The eruption of the Paricutin scoria cone from 1943 to 1952 marks the first fourth dimension scientists were able to find the consummate life wheel of a volcano, from nascence to extinction. Geologists from many parts of the world came to study this extraordinary volcanic consequence. The knowledge gained by these scientists profoundly expanded our agreement of volcanism in general, and of scoria-cone formation in particular. The well-nigh recent, detailed clarification of this archetype eruption is in the book "Paricutin: the volcano born in a Mexican cornfield" published in 1993 and edited past Jim Luhr and Tom Simkin of the Smithsonian Institution.


LOCATION

Paricutin Location
Paricutin is located about 200 miles west of United mexican states City. Information technology is the youngest of 1,400 volcanic vents in the Michoacan-Guanajuato volcanic field, a basalt plateau dominated by scoria cones, but also containing small shield volcanoes , maars , tuff rings , and lava domes .

Precursor EVENTS

Three weeks before the eruption, the people nigh Paricutin hamlet heard the rumbling noises that resembled thunder, yet they were confused considering the skies were clear of clouds. The noises were associated with earthquakes at depth near Paricutin. On Feb 20, 1943 a farmer, Dionisio Pulido, and his married woman Paula were burning shrubbery in their cornfield when they observed the earth in front end of them swell upward and crevice to form a fissure two-2.5 m across. They heard hissing sounds and later described the ascension of "fume" from the crevice, which had the repugnant smell of rotten eggs. The "rotten egg" odor is a hallmark of H 2 South gas, and the crack that opened in front of them would, within hours, develop into a pocket-sized volcano. In Dioniso Pulido'due south own words:

Dionisio Pulido " At 4 p.m., I left my wife to set fire to a pile of branches when I noticed that a crack, which was situated on one of the knolls of my farm, had opened . . . and I saw that it was a kind of fissure that had a depth of only half a meter. I fix about to ignite the branches once again when I felt a thunder, the copse trembled, and I turned to speak to Paula; and it was then I saw how, in the pigsty, the ground swelled and raised itself 2 or ii.5 meters high, and a kind of smoke or fine dust -- grey, like ashes -- began to rise upward in a portion of the fissure that I had not previously seen . . . Immediately more smoke began to rise with a hiss or whistle, loud and continuous; and there was a odour of sulfur."

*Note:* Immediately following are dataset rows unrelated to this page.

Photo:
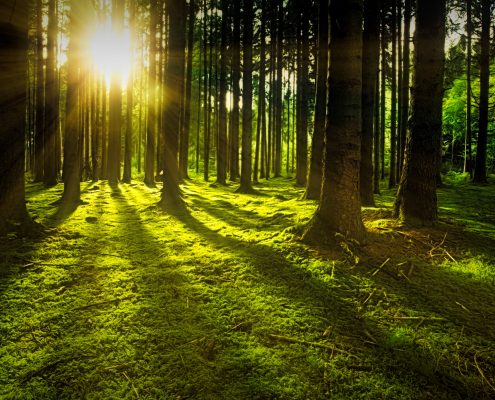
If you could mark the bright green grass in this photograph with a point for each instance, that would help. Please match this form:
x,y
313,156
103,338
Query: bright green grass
x,y
123,300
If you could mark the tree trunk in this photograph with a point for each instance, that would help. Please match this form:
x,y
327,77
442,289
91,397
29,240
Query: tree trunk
x,y
392,177
236,92
222,112
184,142
313,188
40,97
416,201
247,97
52,117
468,136
115,107
480,168
149,155
127,176
13,102
340,206
173,89
371,55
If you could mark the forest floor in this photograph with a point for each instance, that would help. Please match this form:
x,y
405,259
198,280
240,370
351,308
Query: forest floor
x,y
122,300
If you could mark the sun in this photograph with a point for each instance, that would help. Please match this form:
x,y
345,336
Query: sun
x,y
110,52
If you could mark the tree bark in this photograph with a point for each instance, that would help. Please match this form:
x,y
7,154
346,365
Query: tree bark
x,y
371,51
340,206
13,102
315,177
416,201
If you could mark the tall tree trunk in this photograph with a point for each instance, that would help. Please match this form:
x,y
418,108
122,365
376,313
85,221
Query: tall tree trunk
x,y
468,135
72,165
174,86
149,155
52,117
302,93
40,97
115,108
236,92
416,201
313,188
222,112
247,97
13,102
127,176
184,142
340,205
392,177
405,83
480,168
371,55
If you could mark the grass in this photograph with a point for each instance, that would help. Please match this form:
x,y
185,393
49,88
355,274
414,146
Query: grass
x,y
122,300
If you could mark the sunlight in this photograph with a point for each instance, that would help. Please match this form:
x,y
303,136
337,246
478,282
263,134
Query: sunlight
x,y
111,52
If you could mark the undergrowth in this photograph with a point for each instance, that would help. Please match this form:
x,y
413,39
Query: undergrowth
x,y
222,301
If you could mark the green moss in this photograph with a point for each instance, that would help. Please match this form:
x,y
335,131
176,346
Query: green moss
x,y
124,300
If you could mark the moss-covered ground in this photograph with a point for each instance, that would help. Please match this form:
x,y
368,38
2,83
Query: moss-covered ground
x,y
121,300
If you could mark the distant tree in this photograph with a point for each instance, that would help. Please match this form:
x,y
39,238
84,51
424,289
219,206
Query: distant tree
x,y
13,102
149,155
173,90
371,55
247,97
480,168
315,176
416,201
340,206
40,96
52,116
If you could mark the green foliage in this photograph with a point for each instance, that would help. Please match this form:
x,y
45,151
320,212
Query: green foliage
x,y
123,300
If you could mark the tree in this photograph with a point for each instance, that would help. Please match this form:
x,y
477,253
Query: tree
x,y
115,107
173,88
52,116
13,98
149,155
313,187
416,201
340,205
371,51
247,97
480,168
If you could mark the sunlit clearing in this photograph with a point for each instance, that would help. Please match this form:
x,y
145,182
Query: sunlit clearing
x,y
111,52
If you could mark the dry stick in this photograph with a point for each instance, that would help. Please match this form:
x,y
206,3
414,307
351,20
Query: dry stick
x,y
481,372
380,267
299,341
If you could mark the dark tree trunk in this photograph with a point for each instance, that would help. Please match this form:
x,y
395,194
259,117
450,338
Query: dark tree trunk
x,y
468,136
405,84
340,206
236,92
302,94
480,168
173,89
149,155
392,177
72,165
40,97
13,102
313,188
222,111
127,176
184,142
416,201
115,108
371,55
247,97
52,117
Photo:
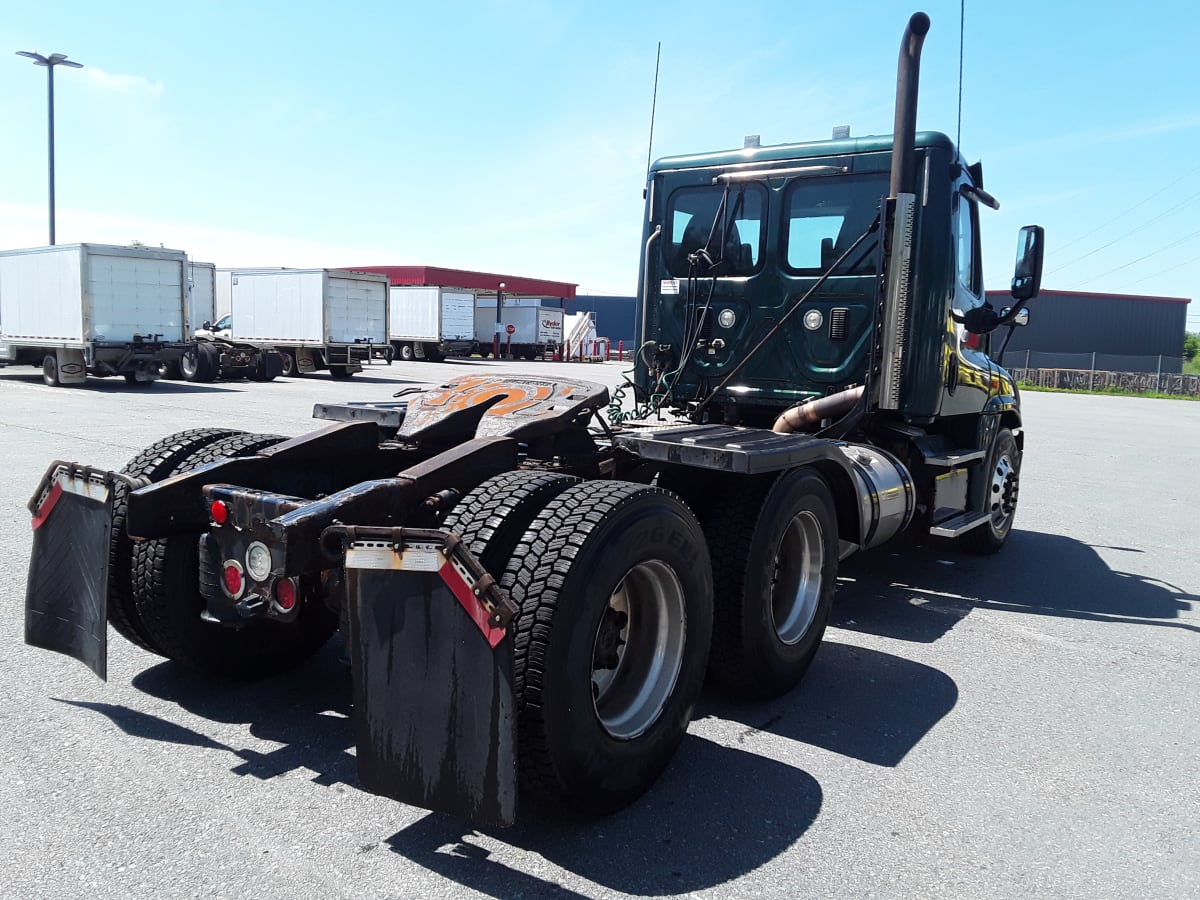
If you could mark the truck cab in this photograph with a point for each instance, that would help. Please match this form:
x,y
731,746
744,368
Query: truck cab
x,y
733,240
221,329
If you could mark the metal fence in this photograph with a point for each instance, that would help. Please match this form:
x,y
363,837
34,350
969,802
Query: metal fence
x,y
1092,363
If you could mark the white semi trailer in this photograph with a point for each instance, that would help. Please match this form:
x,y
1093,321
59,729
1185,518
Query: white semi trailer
x,y
91,309
430,322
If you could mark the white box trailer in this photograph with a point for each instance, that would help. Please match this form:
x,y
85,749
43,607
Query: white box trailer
x,y
215,354
317,318
93,309
526,331
431,322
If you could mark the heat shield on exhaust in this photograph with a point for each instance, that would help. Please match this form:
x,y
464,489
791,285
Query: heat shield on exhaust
x,y
433,702
66,593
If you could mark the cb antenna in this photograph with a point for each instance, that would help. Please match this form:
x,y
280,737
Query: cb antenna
x,y
654,102
963,10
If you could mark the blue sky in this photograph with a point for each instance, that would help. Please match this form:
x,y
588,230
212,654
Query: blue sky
x,y
511,137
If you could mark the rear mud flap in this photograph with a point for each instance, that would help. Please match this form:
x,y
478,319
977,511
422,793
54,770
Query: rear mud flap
x,y
66,594
433,702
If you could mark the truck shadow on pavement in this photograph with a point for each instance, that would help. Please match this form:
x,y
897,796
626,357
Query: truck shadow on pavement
x,y
919,592
119,385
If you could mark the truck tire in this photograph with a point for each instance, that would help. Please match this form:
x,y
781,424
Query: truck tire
x,y
1003,474
774,546
51,370
154,463
291,369
199,364
493,516
166,580
615,593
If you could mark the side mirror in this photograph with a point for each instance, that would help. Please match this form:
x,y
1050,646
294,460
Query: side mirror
x,y
1021,318
1027,276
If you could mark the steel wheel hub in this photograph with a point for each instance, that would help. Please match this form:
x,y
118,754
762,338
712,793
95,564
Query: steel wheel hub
x,y
796,586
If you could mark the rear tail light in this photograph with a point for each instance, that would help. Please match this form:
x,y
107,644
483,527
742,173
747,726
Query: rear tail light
x,y
286,594
232,580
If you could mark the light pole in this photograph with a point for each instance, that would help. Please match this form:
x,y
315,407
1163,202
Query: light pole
x,y
54,59
499,304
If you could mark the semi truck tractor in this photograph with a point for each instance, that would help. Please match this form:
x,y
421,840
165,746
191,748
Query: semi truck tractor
x,y
76,310
534,576
214,353
430,323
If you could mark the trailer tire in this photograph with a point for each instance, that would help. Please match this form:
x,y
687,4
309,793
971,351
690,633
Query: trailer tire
x,y
166,580
493,516
190,364
151,465
1003,474
291,367
592,738
774,546
51,370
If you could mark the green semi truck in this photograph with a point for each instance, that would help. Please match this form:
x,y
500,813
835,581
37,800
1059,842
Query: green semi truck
x,y
535,577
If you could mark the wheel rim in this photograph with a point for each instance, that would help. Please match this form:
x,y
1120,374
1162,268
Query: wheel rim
x,y
796,586
637,651
1002,497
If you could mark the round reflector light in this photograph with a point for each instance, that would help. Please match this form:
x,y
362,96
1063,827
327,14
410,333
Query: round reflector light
x,y
233,580
286,594
258,561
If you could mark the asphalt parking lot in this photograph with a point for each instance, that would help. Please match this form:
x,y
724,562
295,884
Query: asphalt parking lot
x,y
1024,725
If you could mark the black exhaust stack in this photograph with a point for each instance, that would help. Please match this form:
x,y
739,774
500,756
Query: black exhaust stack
x,y
907,78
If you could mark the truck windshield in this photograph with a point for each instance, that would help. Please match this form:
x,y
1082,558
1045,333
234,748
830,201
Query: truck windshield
x,y
823,216
726,222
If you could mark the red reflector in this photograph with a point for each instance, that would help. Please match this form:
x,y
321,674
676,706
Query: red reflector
x,y
286,594
233,580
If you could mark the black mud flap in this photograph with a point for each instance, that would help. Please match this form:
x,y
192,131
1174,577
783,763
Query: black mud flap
x,y
66,594
433,702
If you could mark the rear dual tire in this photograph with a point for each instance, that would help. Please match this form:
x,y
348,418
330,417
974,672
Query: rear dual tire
x,y
774,546
610,645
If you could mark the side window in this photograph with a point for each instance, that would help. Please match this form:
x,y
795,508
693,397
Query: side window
x,y
825,216
966,246
727,223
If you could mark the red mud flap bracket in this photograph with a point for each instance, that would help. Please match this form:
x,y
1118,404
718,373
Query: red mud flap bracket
x,y
66,595
433,705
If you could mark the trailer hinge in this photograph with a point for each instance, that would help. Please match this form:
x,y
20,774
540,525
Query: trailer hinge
x,y
430,550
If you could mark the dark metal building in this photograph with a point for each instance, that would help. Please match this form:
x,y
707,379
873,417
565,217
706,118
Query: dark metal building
x,y
1122,331
615,316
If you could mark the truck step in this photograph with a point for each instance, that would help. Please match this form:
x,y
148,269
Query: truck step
x,y
958,525
955,457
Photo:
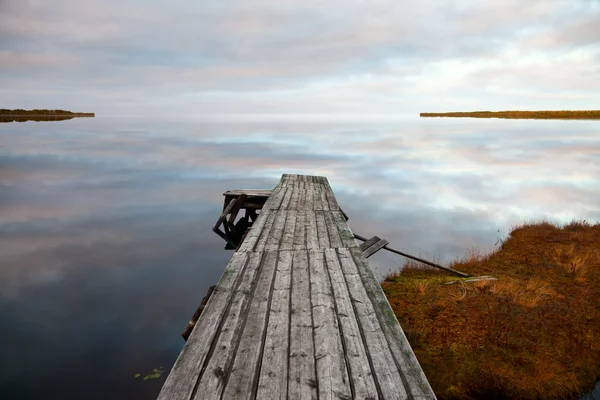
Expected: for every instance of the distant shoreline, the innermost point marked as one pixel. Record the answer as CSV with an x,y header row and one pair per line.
x,y
39,113
559,114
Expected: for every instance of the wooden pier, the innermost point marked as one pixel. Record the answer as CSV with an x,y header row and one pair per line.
x,y
297,314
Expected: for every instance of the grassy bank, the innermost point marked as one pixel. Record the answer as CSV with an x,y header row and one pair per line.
x,y
533,333
563,114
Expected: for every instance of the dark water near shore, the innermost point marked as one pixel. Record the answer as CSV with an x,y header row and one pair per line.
x,y
105,240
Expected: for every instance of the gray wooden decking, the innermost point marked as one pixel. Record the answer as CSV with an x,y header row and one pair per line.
x,y
298,314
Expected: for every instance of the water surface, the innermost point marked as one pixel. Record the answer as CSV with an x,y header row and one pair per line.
x,y
105,240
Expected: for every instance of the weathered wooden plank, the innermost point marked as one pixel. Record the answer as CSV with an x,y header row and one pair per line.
x,y
300,231
317,198
214,374
382,362
184,374
266,233
324,202
249,192
332,373
358,362
413,376
344,231
331,200
322,233
302,381
374,248
310,198
246,365
285,204
276,235
260,228
312,236
274,201
301,204
293,204
288,239
273,379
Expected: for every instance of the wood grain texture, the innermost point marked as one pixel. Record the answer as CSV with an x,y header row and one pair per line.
x,y
302,379
248,356
330,357
298,312
273,378
182,379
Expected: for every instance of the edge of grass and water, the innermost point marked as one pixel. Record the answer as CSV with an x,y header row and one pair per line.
x,y
530,334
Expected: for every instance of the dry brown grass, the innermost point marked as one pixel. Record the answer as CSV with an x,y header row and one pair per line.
x,y
531,334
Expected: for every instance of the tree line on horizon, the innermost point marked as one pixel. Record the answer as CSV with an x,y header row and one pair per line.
x,y
559,114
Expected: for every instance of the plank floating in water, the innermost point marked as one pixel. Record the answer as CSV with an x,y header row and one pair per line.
x,y
298,314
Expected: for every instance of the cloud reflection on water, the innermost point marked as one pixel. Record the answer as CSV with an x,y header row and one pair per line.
x,y
105,223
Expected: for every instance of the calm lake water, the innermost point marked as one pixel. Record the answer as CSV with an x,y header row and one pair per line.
x,y
105,240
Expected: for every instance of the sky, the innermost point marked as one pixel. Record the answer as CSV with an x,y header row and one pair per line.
x,y
339,57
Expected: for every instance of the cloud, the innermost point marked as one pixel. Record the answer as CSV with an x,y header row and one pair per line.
x,y
337,57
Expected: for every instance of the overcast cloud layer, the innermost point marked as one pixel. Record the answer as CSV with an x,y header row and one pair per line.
x,y
335,57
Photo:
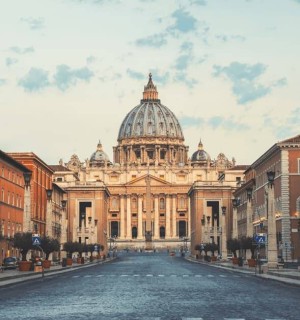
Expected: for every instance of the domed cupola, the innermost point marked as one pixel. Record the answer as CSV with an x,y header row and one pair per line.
x,y
150,134
150,118
99,158
200,157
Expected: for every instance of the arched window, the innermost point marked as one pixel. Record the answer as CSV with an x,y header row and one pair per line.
x,y
134,232
162,232
161,203
134,204
182,229
115,203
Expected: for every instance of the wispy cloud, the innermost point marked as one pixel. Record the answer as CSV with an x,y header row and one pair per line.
x,y
187,122
244,77
10,61
156,40
34,23
19,50
184,22
35,80
227,38
135,75
66,77
199,2
216,122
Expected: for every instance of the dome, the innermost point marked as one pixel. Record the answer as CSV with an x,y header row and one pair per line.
x,y
99,157
150,118
200,155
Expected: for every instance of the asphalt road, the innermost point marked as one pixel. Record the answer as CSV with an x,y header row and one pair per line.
x,y
150,286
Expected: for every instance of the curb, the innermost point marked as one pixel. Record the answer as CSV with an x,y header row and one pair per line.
x,y
14,279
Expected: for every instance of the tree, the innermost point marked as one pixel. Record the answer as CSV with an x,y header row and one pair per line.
x,y
49,245
23,242
248,243
70,247
213,247
233,245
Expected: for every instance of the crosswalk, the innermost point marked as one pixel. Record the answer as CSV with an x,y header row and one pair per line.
x,y
149,275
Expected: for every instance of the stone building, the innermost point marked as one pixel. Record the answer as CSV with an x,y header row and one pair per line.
x,y
141,198
253,212
12,194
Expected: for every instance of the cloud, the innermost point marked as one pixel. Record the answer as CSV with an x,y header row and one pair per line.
x,y
184,22
35,80
227,38
213,122
19,50
135,75
66,77
156,40
34,23
10,61
187,122
182,76
91,59
243,77
199,2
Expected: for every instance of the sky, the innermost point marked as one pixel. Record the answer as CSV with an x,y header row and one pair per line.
x,y
70,71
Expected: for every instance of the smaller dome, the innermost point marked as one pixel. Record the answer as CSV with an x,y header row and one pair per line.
x,y
200,155
99,157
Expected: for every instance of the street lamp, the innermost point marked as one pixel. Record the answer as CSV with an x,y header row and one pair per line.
x,y
223,244
272,244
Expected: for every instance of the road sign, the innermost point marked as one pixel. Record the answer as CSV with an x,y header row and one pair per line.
x,y
260,238
36,240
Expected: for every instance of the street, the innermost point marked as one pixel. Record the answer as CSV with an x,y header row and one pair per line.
x,y
150,286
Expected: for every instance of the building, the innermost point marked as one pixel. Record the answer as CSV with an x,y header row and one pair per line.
x,y
253,211
35,212
12,194
141,198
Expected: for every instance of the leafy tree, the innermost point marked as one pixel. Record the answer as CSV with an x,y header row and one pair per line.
x,y
213,248
49,245
248,243
23,242
70,247
233,245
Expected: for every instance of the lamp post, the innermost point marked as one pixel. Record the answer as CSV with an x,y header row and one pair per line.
x,y
27,202
223,243
272,245
49,212
235,204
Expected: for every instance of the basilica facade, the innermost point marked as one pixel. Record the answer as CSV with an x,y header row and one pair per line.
x,y
152,194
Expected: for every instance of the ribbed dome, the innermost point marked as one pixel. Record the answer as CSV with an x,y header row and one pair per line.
x,y
200,155
99,157
150,118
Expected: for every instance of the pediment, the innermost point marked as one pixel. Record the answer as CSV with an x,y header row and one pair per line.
x,y
154,181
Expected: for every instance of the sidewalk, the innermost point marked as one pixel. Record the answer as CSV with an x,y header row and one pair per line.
x,y
290,276
8,277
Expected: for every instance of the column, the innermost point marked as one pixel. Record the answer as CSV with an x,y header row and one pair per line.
x,y
168,216
156,217
49,218
234,223
224,236
128,233
272,244
122,217
140,216
189,216
174,220
27,207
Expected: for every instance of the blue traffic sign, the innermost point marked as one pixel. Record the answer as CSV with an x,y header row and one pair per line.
x,y
36,241
260,238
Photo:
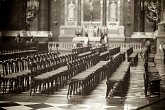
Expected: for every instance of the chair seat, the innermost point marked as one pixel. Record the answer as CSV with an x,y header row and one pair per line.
x,y
51,73
151,55
117,76
151,64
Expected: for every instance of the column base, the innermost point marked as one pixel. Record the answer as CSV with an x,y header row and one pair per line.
x,y
67,33
116,33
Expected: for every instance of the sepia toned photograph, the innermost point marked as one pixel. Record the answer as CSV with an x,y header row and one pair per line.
x,y
82,54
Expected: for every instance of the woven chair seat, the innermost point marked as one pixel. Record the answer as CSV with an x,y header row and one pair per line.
x,y
51,73
117,76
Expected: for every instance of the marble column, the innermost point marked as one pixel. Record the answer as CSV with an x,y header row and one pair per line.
x,y
139,17
43,18
79,13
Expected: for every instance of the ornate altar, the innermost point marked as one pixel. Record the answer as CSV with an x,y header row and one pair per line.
x,y
91,15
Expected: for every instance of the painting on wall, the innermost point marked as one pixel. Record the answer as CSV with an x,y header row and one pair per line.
x,y
92,10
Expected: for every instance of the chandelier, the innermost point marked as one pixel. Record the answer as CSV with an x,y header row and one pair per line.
x,y
31,10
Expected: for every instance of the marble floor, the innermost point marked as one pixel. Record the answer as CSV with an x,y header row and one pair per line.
x,y
134,98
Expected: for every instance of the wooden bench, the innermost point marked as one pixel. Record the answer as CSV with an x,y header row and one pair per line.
x,y
17,74
151,78
84,82
119,76
132,56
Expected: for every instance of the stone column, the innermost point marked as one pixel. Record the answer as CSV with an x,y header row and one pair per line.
x,y
139,19
104,13
43,24
79,13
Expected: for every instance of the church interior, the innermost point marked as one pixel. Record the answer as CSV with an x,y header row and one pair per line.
x,y
82,54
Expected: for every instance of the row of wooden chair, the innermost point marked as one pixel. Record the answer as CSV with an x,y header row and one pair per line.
x,y
151,74
48,81
16,51
85,81
80,50
16,73
106,55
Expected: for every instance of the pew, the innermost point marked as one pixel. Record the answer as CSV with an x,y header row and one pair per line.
x,y
84,82
132,56
118,75
151,78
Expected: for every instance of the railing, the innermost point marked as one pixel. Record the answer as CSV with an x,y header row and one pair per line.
x,y
136,46
60,46
69,45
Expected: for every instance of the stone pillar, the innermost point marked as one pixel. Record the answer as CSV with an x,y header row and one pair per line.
x,y
43,24
139,18
104,13
79,13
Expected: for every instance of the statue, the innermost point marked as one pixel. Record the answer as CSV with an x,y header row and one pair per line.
x,y
71,8
113,10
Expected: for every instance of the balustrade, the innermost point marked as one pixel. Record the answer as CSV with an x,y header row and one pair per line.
x,y
69,45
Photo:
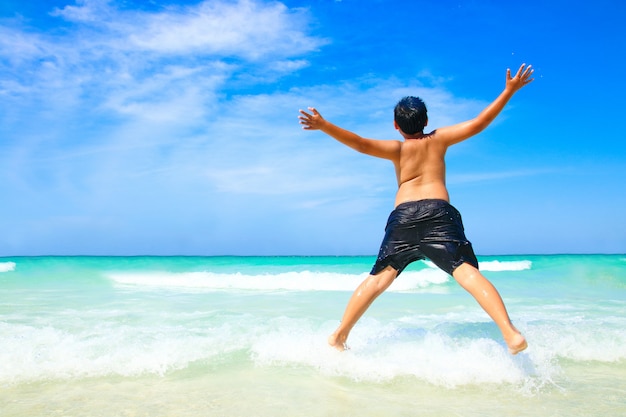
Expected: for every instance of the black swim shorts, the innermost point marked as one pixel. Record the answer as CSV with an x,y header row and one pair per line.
x,y
425,229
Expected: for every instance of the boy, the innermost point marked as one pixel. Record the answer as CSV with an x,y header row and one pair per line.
x,y
423,223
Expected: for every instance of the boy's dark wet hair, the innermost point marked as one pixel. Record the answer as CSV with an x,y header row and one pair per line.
x,y
410,115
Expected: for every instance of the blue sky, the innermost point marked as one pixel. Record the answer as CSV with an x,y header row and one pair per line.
x,y
170,128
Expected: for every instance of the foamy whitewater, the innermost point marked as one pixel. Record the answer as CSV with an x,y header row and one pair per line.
x,y
232,336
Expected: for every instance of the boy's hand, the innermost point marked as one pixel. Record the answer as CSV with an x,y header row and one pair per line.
x,y
312,121
521,78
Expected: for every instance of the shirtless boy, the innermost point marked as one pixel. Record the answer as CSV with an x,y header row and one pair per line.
x,y
423,223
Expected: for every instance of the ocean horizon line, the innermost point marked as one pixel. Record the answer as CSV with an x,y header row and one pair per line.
x,y
286,255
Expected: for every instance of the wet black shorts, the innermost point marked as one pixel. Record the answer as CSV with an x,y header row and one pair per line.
x,y
424,229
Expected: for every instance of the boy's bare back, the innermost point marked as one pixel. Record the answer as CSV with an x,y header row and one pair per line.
x,y
419,160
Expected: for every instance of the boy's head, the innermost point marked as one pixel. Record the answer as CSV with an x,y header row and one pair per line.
x,y
410,115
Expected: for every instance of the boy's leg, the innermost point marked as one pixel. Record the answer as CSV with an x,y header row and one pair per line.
x,y
489,299
361,299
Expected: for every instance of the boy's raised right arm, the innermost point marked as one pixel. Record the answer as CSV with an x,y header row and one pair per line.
x,y
386,149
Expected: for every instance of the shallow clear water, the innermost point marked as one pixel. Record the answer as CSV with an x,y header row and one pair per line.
x,y
238,336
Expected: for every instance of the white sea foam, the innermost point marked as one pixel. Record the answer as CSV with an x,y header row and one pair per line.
x,y
7,266
498,266
290,281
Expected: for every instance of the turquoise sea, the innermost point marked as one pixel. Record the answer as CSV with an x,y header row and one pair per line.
x,y
246,336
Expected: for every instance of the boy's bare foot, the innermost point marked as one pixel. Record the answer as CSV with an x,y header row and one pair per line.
x,y
337,342
516,344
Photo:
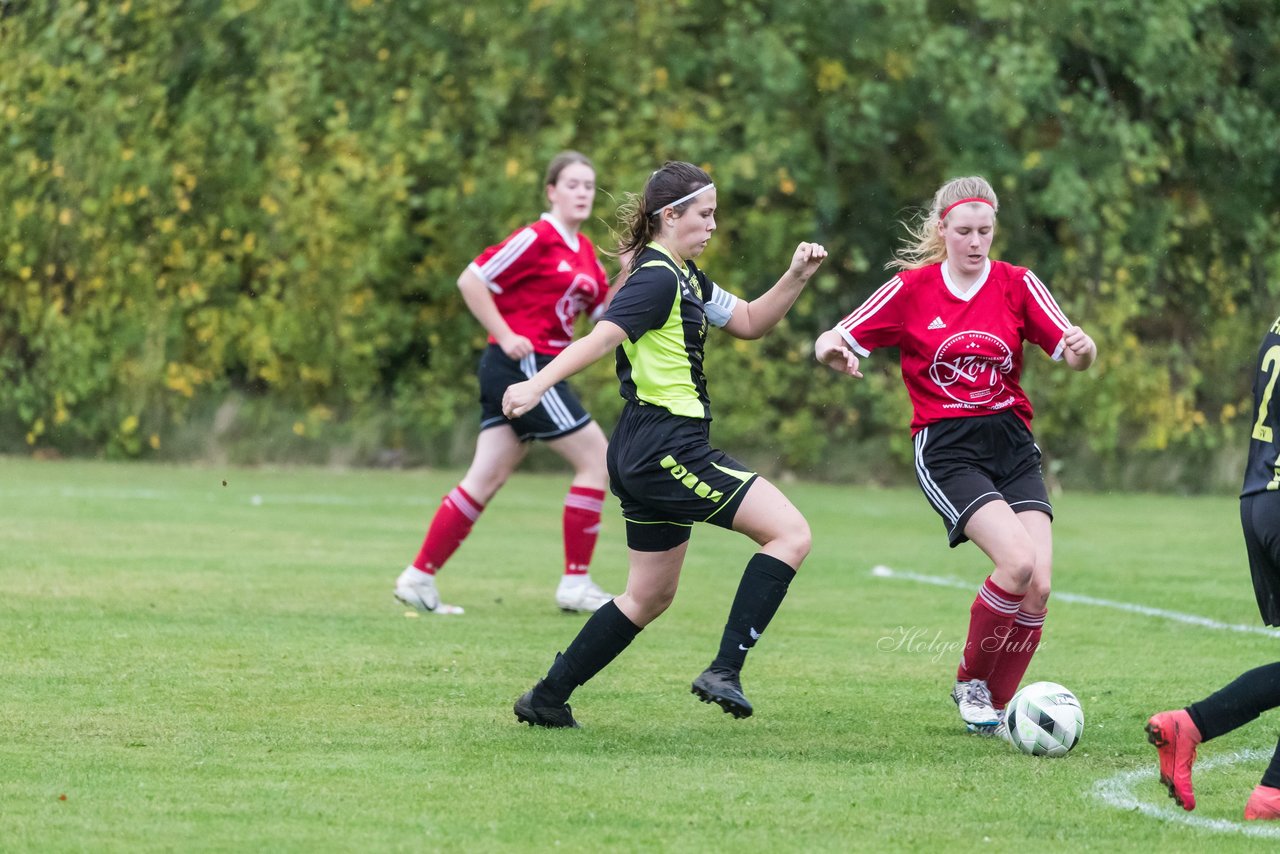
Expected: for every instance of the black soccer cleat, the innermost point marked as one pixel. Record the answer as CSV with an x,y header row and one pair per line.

"I then became profoundly frightened and I tried to assistance unyoke ane of the ox teams. I was so stunned I hardly knew what to exercise . . . or what to think . . . and I couldn't notice my wife, or my son, or my animals. At last I came to my senses and I remembered the sacred Lord of the Miracles. I shouted out 'Blessed Lord of the Miracles, you lot brought me into this globe -- now save me!' . . . . I looked into the fissure where the smoke was rising and my fear disappeared for the first time. I ran to see if I could relieve my family, my companions and my oxen, only I could non see them and I idea that they must have taken the oxen to the spring for water. I saw that at that place was no h2o in the jump . . . and I thought the water had gone because of the fissure. I was very frightened, and I mounted my mare and galloped to Paricutin where I establish my wife and son and friends waiting for me. They were afraid that I was expressionless and that they would never see me over again."


THE 1943-1952 ERUPTION

Strombolian pyroclastic activity began at the crack on the day it was discovered by Dionisio Pulido. Within 24 hours the eruption had generated a 50-m-loftier scoria cone. Inside a calendar week, it had grown to a top of 100 m from the accumulation of bombs and lapilli, and finer fragments of ash were raining down on the village of Paricutin. The eruption became more powerful in March, generating eruptive columns several kilometers high. Occassionally, the volcano would exhibit vulcanian-type activeness, with big catechism-like explosions separated past short periods of silence. On June 12, a lobe of lava began to advance toward Paricutin hamlet and people began to evacuate the hamlet the following day. The larger hamlet of San Juan Parangaricutiro was evacuated a few months later on. By August 1944, near of the villages of Paricutin and San Juan were covered in lava and ash. All that remained of San Juan were two church towers that stood above a sea of rugged lava.

Paricutin 1946
Paricutin 1944
Paricutin 1946
Paricutin 1944

The Paricutin eruption was unusually long for a strombolian eruption, with several eruptive phases occurring over a 9-twelvemonth period. Later on almost two years of more often than not pyroclastic activity the pyroclastic phase began to wane, and the outpouring of lava from the base of operations of the cone became the ascendant mode of eruption over the next 7 years. Although no people died directly from the eruption, three people died after being struck by lightning generated past the pyroclastic eruptions. The eruption ceased in 1952. The final height of the scoria cone was 424 g.